BCB 520 - FINAL PROJECT

Let’s get into Rainfall Data of Puerto Rico

How much Rainfall did Puerto Rico had in the last 15 years
Portfolio
DataViz
Assignment
Author

Geraline Tross-Torres

Published

May 3, 2024

Preamble

Let’s learn more about the rain patterns across Puerto Rico. Over the years, we had different patterns of rain, which depend on the season; for example, during hurricane and tropical seasons, we will have more rainfall than in years when there are no storms, and we can also see when we have drought season.

How can we get this information? The NOAA has stations across the island that measure the amount of rain accumulated around each station. We can display that data on a spatial map and visualize the amount of rain accumulated between stations.

In this post, we look at 15 years of rainfall data. I will provide details on how I got to my final finished map visualization and what information we can obtain from it.

Data

The rain data was acquired by the database of the National Centers for Environmental Information - National Oceanic and Atmospheric Administration (NCEI - NOAA). https://www.ncei.noaa.gov/access/search/data-search/daily-summaries

The NCEI-NOAA provides large data sets of integrated daily climate observations through time, such as rain, snow, hail, temperature, etc. The data set that I am working on is how much rain we had in different years in Puerto Rico. The following Data Table provides the data I used to visualize my map.
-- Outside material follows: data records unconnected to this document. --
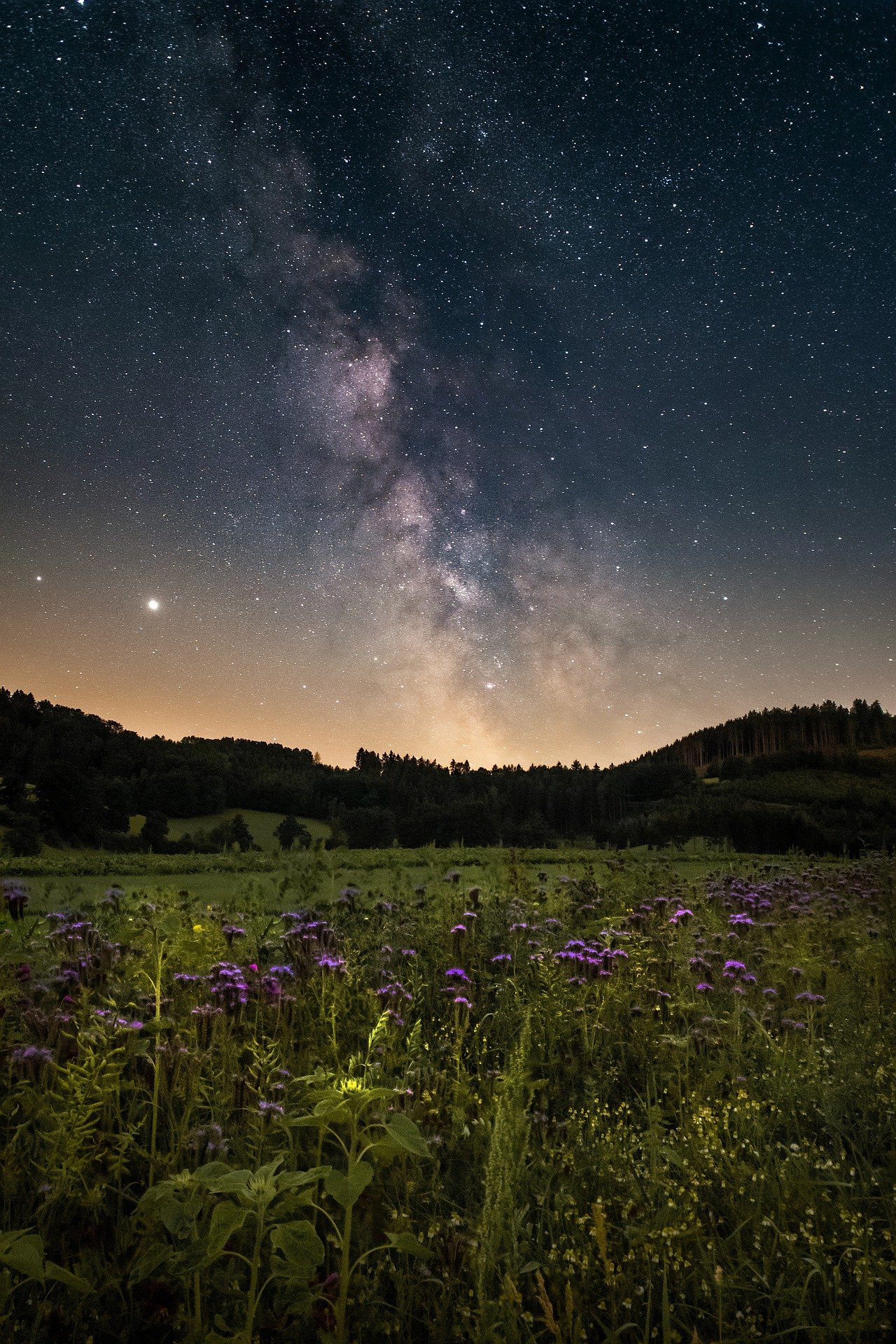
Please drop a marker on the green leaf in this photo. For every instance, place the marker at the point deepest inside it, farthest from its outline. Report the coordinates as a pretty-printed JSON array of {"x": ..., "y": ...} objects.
[
  {"x": 62, "y": 1276},
  {"x": 405, "y": 1132},
  {"x": 211, "y": 1171},
  {"x": 301, "y": 1249},
  {"x": 225, "y": 1221},
  {"x": 155, "y": 1025},
  {"x": 232, "y": 1183},
  {"x": 295, "y": 1180},
  {"x": 347, "y": 1187},
  {"x": 23, "y": 1252},
  {"x": 409, "y": 1243},
  {"x": 148, "y": 1262}
]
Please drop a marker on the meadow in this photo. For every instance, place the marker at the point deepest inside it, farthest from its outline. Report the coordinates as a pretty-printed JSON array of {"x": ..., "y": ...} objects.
[{"x": 481, "y": 1094}]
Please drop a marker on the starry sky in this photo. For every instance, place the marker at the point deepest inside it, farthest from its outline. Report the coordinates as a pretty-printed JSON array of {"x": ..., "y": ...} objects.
[{"x": 508, "y": 382}]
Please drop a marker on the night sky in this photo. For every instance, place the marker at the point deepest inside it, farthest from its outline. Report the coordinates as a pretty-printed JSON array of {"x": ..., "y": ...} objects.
[{"x": 508, "y": 382}]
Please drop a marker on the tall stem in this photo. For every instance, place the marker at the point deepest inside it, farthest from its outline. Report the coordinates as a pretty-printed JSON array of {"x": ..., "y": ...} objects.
[
  {"x": 253, "y": 1278},
  {"x": 155, "y": 1082},
  {"x": 344, "y": 1273}
]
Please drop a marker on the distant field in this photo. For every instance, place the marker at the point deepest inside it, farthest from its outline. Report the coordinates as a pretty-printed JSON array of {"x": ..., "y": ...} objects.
[{"x": 262, "y": 825}]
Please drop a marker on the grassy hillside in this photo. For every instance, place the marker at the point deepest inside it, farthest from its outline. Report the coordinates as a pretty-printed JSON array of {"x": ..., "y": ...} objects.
[{"x": 262, "y": 825}]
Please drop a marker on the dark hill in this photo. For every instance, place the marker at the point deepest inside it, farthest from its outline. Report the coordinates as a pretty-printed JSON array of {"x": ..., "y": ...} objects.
[{"x": 817, "y": 778}]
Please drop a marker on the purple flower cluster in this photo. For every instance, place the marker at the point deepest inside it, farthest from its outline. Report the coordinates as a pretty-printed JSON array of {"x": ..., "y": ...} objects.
[{"x": 229, "y": 987}]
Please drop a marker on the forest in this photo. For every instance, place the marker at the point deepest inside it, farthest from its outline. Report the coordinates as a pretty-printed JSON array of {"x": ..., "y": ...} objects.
[{"x": 818, "y": 778}]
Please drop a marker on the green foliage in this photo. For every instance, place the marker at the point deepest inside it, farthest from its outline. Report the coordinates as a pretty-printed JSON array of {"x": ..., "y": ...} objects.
[{"x": 238, "y": 1124}]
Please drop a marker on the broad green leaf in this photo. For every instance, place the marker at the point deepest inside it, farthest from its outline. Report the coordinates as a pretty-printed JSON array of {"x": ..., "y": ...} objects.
[
  {"x": 232, "y": 1183},
  {"x": 347, "y": 1187},
  {"x": 301, "y": 1249},
  {"x": 405, "y": 1132},
  {"x": 409, "y": 1243},
  {"x": 23, "y": 1252},
  {"x": 225, "y": 1221},
  {"x": 308, "y": 1123}
]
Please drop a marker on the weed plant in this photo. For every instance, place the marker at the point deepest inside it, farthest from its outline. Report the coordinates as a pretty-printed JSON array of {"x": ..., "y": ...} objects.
[{"x": 605, "y": 1104}]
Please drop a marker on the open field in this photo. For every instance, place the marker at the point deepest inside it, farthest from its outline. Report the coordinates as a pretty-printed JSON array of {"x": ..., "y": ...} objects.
[
  {"x": 262, "y": 825},
  {"x": 488, "y": 1094}
]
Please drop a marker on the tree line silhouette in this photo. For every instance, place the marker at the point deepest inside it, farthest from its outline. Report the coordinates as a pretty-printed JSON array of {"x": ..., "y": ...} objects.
[{"x": 808, "y": 777}]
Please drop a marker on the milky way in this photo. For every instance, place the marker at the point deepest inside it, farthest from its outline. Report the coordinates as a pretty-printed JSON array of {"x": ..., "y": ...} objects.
[{"x": 498, "y": 382}]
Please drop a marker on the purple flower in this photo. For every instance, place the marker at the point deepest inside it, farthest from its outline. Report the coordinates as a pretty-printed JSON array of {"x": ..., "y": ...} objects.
[
  {"x": 270, "y": 1109},
  {"x": 330, "y": 962}
]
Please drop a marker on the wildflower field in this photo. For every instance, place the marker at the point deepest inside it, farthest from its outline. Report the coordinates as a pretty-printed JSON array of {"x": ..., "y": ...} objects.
[{"x": 482, "y": 1096}]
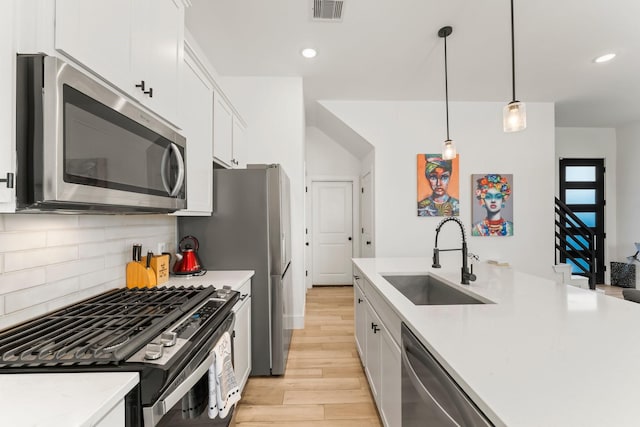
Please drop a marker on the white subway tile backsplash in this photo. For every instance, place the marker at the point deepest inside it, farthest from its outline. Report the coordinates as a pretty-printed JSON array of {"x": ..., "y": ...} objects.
[
  {"x": 39, "y": 221},
  {"x": 106, "y": 276},
  {"x": 74, "y": 237},
  {"x": 107, "y": 247},
  {"x": 39, "y": 294},
  {"x": 39, "y": 257},
  {"x": 117, "y": 260},
  {"x": 49, "y": 261},
  {"x": 65, "y": 270},
  {"x": 22, "y": 279},
  {"x": 21, "y": 240}
]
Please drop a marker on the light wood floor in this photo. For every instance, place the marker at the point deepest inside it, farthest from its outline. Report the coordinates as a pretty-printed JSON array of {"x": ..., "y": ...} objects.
[{"x": 324, "y": 384}]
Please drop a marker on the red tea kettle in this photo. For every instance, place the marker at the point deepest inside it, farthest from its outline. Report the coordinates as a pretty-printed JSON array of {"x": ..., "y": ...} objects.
[{"x": 187, "y": 261}]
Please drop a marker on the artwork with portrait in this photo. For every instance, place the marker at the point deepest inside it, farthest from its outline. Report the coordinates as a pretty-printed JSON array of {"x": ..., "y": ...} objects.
[
  {"x": 438, "y": 186},
  {"x": 492, "y": 205}
]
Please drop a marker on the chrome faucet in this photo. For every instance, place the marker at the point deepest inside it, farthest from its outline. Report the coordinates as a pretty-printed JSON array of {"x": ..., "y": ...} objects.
[{"x": 467, "y": 275}]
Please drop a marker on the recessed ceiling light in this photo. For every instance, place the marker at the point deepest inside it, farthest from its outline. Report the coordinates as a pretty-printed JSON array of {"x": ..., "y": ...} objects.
[
  {"x": 604, "y": 58},
  {"x": 309, "y": 52}
]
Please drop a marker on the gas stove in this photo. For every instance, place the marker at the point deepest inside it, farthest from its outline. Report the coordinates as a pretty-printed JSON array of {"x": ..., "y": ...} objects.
[{"x": 165, "y": 334}]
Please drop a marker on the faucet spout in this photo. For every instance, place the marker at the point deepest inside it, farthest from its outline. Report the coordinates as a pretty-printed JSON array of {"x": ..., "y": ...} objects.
[{"x": 466, "y": 273}]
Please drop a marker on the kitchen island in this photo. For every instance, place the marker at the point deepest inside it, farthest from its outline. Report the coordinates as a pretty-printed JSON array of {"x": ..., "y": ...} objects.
[{"x": 541, "y": 354}]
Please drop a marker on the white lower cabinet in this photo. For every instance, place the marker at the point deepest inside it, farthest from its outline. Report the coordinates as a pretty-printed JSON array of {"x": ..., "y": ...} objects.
[
  {"x": 242, "y": 335},
  {"x": 375, "y": 326},
  {"x": 360, "y": 319}
]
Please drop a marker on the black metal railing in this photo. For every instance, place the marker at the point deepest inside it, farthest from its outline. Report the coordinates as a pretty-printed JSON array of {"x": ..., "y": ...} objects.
[{"x": 575, "y": 241}]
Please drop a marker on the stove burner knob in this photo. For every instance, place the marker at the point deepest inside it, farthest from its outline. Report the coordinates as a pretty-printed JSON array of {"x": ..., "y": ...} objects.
[
  {"x": 153, "y": 351},
  {"x": 168, "y": 339}
]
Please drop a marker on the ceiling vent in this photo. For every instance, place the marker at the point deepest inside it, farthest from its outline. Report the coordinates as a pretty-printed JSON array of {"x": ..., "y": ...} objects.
[{"x": 327, "y": 10}]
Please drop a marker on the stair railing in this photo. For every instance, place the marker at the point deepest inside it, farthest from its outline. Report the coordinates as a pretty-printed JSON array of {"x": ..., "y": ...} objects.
[{"x": 571, "y": 235}]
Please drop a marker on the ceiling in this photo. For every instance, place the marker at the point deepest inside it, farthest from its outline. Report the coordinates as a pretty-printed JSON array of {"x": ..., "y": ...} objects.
[{"x": 390, "y": 50}]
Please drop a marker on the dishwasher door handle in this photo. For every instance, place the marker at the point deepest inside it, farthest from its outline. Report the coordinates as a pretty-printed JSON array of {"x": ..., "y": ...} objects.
[{"x": 420, "y": 388}]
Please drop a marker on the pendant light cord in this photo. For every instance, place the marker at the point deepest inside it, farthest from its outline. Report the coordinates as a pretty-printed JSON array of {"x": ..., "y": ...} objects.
[
  {"x": 513, "y": 56},
  {"x": 446, "y": 86}
]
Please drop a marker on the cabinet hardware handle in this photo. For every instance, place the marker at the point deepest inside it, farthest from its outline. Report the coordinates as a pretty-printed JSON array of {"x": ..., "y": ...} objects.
[{"x": 8, "y": 180}]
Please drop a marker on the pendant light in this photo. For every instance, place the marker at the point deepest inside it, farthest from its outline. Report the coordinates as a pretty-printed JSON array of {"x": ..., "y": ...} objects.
[
  {"x": 514, "y": 115},
  {"x": 448, "y": 147}
]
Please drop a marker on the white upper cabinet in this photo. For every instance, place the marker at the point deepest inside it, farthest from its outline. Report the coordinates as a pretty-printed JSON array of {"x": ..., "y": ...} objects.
[
  {"x": 196, "y": 109},
  {"x": 136, "y": 45},
  {"x": 7, "y": 106},
  {"x": 222, "y": 130},
  {"x": 229, "y": 135}
]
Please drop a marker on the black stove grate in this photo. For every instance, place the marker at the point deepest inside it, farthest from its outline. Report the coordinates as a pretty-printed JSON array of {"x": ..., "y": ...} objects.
[{"x": 107, "y": 328}]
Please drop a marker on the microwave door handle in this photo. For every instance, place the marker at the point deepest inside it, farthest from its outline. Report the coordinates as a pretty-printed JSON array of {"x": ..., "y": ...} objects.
[{"x": 172, "y": 148}]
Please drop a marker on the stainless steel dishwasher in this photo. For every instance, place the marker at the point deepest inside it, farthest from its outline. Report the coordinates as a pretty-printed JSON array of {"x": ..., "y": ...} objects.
[{"x": 430, "y": 397}]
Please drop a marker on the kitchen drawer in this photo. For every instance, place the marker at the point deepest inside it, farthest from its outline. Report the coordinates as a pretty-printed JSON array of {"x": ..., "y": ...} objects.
[{"x": 387, "y": 315}]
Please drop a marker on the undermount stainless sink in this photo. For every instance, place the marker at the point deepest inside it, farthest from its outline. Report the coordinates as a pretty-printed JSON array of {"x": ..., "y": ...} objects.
[{"x": 426, "y": 289}]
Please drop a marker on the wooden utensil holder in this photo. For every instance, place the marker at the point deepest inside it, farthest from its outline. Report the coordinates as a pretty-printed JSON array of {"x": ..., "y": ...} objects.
[{"x": 138, "y": 276}]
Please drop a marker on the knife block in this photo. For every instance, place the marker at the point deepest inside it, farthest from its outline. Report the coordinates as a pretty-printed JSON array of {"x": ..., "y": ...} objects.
[
  {"x": 138, "y": 276},
  {"x": 160, "y": 267}
]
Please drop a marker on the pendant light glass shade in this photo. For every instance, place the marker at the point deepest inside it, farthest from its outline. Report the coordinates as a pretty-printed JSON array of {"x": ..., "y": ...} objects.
[
  {"x": 449, "y": 151},
  {"x": 514, "y": 116}
]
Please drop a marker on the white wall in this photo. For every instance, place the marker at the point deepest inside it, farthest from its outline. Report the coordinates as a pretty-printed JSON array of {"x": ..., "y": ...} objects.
[
  {"x": 274, "y": 111},
  {"x": 400, "y": 130},
  {"x": 327, "y": 160},
  {"x": 628, "y": 177},
  {"x": 49, "y": 261},
  {"x": 594, "y": 143}
]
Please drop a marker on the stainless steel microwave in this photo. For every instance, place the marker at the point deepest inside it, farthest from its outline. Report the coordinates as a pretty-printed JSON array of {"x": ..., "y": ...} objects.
[{"x": 82, "y": 147}]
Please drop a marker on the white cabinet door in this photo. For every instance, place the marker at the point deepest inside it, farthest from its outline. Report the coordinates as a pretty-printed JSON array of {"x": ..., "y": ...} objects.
[
  {"x": 391, "y": 382},
  {"x": 360, "y": 321},
  {"x": 222, "y": 131},
  {"x": 242, "y": 337},
  {"x": 127, "y": 42},
  {"x": 97, "y": 34},
  {"x": 373, "y": 365},
  {"x": 7, "y": 104},
  {"x": 196, "y": 117},
  {"x": 239, "y": 144},
  {"x": 156, "y": 54}
]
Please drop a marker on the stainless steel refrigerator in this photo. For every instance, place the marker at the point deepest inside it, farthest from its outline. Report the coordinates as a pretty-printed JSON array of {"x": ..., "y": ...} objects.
[{"x": 250, "y": 229}]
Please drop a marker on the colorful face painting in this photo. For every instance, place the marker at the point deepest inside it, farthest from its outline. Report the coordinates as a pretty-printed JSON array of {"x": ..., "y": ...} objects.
[
  {"x": 438, "y": 186},
  {"x": 493, "y": 205}
]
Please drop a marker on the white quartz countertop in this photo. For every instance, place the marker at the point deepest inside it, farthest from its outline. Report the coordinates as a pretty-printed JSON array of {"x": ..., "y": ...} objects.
[
  {"x": 61, "y": 400},
  {"x": 544, "y": 354},
  {"x": 218, "y": 279}
]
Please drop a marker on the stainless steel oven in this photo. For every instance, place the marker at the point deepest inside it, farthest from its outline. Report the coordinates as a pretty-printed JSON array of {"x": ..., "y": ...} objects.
[
  {"x": 83, "y": 147},
  {"x": 167, "y": 335}
]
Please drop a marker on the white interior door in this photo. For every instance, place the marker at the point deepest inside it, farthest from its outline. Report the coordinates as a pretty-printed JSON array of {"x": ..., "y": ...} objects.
[
  {"x": 332, "y": 232},
  {"x": 366, "y": 217}
]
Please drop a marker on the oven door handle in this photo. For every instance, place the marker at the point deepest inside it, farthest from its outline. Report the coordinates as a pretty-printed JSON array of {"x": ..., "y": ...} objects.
[{"x": 176, "y": 395}]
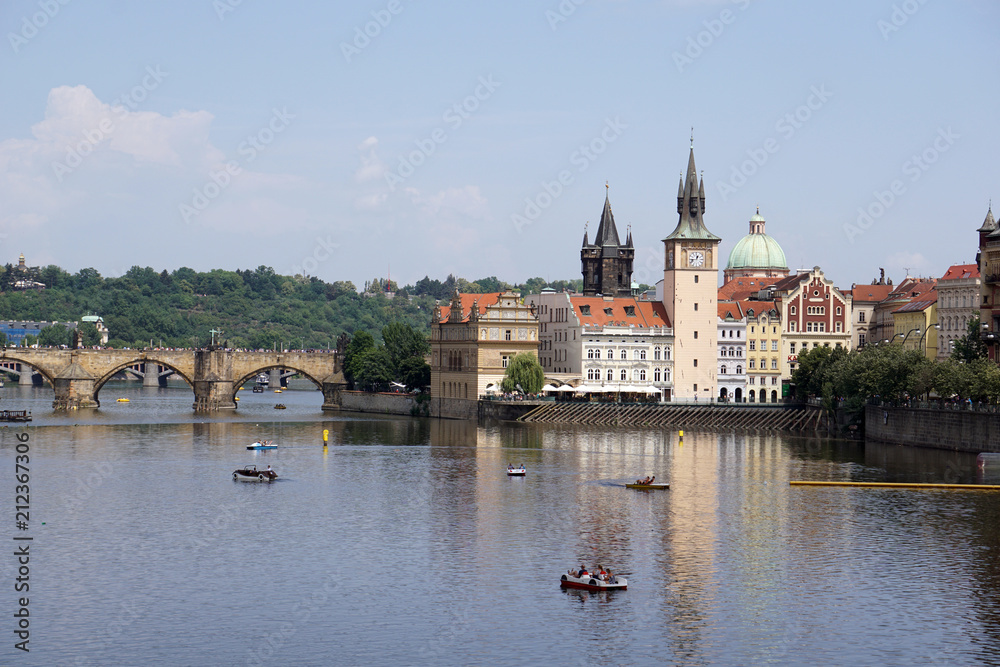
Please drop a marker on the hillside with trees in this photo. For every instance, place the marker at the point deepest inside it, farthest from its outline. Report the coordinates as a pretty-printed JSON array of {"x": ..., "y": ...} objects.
[{"x": 254, "y": 308}]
I also provided a Data Dictionary to help you interpret the Data Table.

Data Dictionary

Code
DataDic <- read_xlsx("data dic.xlsx")
# Assuming you want to select only the first 10 columns from DataTable

# Displaying the selected columns using knitr::kable()
knitr::kable(head(DataDic))
Variable Description Data Type
Station 26 NOAA Stations Character
Latitde Coordinates Numeric
Longitude Coordinates Numeric
Elevation Coordinates Numeric
Name Name of the station’s location Character
Month Months 1 - 12 (January - Decemner) Numeric

Data Table

Code
DataTable <- read_xlsx("geraline_data_mm.xlsx")
# Assuming you want to select only the first 10 columns from DataTable
selected_columns <- DataTable[, 1:10]

# Displaying the selected columns using knitr::kable()
knitr::kable(head(selected_columns))
STATION LATITUDE LONGITUDE ELEVATION NAME MONTH 2009 2010 2011 2012
RQC00660061 18.17470 -66.79770 557.8 ADJUNTAS SUBSTATION, PR US 1 23.03226 39.93548 18.000000 36.645161
RQC00660152 17.95550 -66.22220 7.6 AGUIRRE, PR US 1 23.87097 39.67742 7.677419 4.666667
RQC00660158 18.12800 -66.26410 710.2 AIBONITO 1 S, PR US 1 44.77419 65.03226 30.193548 24.400000
RQC00660426 18.34940 -66.75250 323.1 ARECIBO OBSERVATORY, PR US 1 49.74194 170.45161 25.741936 84.451613
RQC00661345 18.47240 -67.11550 85.0 CALERO CAMP, PR US 1 28.06452 45.29032 29.096774 70.064516
RQC00663023 18.08425 -66.65464 198.1 CORRAL VIEJO, PR US 1 35.80645 28.51613 14.928571 34.153846
Code
library(dplyr)

# Read the data
rainfallprwide <- read_excel('geraline_data_mm.xlsx')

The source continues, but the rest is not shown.